Whilst this study doesn’t illustrate an association between hard cardiovascular disease outcomes such as atherosclerosis, diabetes, myocardial infarction or cerebrovascular disease, the modifiable risk factors identified are linked to these outcomes in the general adult literature and ongoing follow up of these cohorts will consider these risks.

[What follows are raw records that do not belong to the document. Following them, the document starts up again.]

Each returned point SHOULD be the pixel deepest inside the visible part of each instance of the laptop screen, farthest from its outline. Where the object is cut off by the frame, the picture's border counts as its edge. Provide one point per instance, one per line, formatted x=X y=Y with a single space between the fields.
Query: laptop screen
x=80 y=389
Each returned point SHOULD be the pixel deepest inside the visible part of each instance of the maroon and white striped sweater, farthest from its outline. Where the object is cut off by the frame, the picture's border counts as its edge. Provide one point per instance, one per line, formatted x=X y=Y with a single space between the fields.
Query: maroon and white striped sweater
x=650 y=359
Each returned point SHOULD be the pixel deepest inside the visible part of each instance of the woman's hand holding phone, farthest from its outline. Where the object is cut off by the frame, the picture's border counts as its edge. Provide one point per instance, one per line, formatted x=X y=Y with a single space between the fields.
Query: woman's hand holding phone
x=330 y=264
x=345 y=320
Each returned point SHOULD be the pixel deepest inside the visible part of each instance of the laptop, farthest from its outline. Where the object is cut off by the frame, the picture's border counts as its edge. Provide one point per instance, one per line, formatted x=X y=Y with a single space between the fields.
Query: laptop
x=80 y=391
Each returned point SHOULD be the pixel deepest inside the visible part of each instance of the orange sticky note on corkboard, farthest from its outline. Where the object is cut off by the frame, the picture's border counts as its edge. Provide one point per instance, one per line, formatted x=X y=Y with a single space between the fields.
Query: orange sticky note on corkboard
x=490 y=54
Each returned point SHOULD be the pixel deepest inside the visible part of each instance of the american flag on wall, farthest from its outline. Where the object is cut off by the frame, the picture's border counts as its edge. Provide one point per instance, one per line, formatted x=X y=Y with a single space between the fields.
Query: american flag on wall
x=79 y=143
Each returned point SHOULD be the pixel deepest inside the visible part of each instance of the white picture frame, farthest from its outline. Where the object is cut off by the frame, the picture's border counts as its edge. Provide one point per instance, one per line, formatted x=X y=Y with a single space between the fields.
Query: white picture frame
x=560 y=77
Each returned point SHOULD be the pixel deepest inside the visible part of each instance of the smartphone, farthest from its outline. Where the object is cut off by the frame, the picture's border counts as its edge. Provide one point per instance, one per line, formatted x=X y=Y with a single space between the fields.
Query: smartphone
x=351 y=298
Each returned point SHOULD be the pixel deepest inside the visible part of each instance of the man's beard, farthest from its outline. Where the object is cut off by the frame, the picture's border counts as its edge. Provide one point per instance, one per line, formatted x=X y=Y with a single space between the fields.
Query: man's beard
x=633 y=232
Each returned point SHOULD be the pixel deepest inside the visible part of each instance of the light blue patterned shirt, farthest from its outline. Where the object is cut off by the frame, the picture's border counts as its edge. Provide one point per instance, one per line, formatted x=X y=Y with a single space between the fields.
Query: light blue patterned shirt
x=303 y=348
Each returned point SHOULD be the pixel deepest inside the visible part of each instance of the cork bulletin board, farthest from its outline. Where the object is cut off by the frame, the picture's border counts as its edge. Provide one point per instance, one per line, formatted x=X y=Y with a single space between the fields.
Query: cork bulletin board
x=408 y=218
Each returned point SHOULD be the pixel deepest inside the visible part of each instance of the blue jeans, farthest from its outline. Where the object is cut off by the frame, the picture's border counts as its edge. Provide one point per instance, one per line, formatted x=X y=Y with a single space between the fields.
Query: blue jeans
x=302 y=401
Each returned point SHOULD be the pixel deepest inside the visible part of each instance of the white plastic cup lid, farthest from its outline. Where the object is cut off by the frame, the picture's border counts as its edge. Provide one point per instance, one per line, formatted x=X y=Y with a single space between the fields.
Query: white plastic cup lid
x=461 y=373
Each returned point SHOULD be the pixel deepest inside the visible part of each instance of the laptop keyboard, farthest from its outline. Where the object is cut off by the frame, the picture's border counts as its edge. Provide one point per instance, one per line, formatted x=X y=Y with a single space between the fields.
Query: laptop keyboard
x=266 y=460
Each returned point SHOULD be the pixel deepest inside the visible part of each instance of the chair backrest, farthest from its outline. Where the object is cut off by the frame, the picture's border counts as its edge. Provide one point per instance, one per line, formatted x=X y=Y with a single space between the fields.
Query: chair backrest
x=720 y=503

That this study represents a single-system perspective on the developmental origins of health and disease in EP/ELBW survivors. It is of interest that pulse wave velocity and CIMT did not differ between the cohorts in spite of well-established differences in blood pressure profiles in both this and other studies. Normal kidney development continues in the human fetus until 36 weeks of gestation, a developmental process that is likely to be disturbed by premature ex-utero transition and/or in utero growth restriction. Reduced nephron endowment may well result, placing EP/ELBW survivors at risk of hypertension, proteinuria and chronic kidney disease. Early detection and treatment of these insidious phenomena is clinically very straightforward and effective in the general population, highlighting the importance of long-term follow up care and awareness of risk for survivors of prematurity and ELBW.